Well, it went hugely viral, and the paper certainly didn’t mind all the attention. Frankly, it just seemed like a publicity stunt — and one that worked. But was that story actually your idea?
No. Somebody in the newsroom suggested it. I don’t remember who. I was asked if I wanted to do it, and I said, yeah, sure. I’m actually surprised that it got the traction it did. It wasn’t a new story. Lots of journalists all over the country had done this. We had already had so many mass shootings at that point, so plenty of outlets had covered it in a similar way. Can I buy a gun in the parking lot of a Wawa? It wasn’t new or original.
Do you regret writing it?
“Regret” is kind of strong. What I regret was not writing a follow-up to tell more of the backstory, to find out what happened to the gun after I turned it in at the roundhouse. But seriously, if, when I die, this shit winds up in my obituary, I’m gonna be pissed and haunt some people. I hope my other work is more remembered — my stories about the impact those guns have on communities. Not about me walking into a store and buying a gun.

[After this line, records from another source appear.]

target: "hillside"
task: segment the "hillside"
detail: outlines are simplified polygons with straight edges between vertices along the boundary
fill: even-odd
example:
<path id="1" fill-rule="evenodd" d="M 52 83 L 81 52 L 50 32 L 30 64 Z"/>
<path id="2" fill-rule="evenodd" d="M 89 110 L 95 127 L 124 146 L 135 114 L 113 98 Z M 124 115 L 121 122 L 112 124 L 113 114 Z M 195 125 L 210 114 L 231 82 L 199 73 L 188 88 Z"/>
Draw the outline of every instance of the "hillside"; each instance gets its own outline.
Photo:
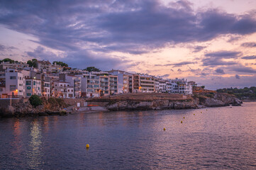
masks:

“Public officials keep saying things like, ‘We can’t do it alone. We need the community’s help.’ I have huge problems with them leaning on the communities when huge swaths of the community are doing their part.”
The Daily News and Inquirer were competing publications when you came here. Now, they’re essentially the same thing in a different layout. Do you find that odd?
I’m not sure how management would say it, but yes, we run the same stories. When I was working in Hartford and leaving to work in Philly, I was absolutely shocked at how small the media ecosystem is here and how little competition there was. And now there’s even less. And I think that’s not great.
Not that long ago, the Inquirer parted ways with its most well-known conservative columnists, Christine Flowers and Stu Bykofsky. Do you feel there’s a place for voices like theirs in the paper?
When I talk about diversity in the newsroom, I’m talking about all forms of diversity. Not just that we need more journalists of color — we do — but I think we also need the voices of people we don’t necessarily or ever agree with. There are different audiences and different voices for them.
Earlier this year, the Inquirer published a report about the lack of diversity in its newsroom, which was described as “overwhelmingly white.” And the report concluded that the Inquirer’s coverage “underrepresents people of color.” Has management responded to this in any meaningful way?
Well, we now have lots of committees, that’s for sure. Many, many, many, many committees. And we’ve made some hires. But I’ve been through this here before. I was part of the original diversity committee years ago. So I’m skeptical. Are we having a reckoning? Yes. But we’ve had reckonings before. And some of the people leading this very reckoning are the people who co-signed the situations that we are trying to fix. So now we are supposed to believe they’ve seen the light? Why didn’t you believe us when we told you before that there was a problem with the culture in the newsroom? I hope you understand why we don’t totally believe this is going to work this time. We’ll see.
As the Inquirer’s only Latina columnist, do you feel you have the same opportunities and voice as your white male counterparts?
I fight really hard and at a risk personally and professionally to make sure I am heard. I make it very hard for you to ignore me. And this comes with turning people off — making people uncomfortable inside and outside of the newsroom. But I’m not here to make things easy or comfortable for you. I’m not here to pat you on the back in the newsroom and say, “Good effort.” Effort is great, but we are not where we need to be. My role as a woman of color is to make it not easy for people to do the bare minimum and think that’s great. Believe me, it would make my life so much easier if I could just accept the bare minimum. But that’s not why I’m here.
Published as “In Her Sights” in the July 2021 issue of Philadelphia magazine.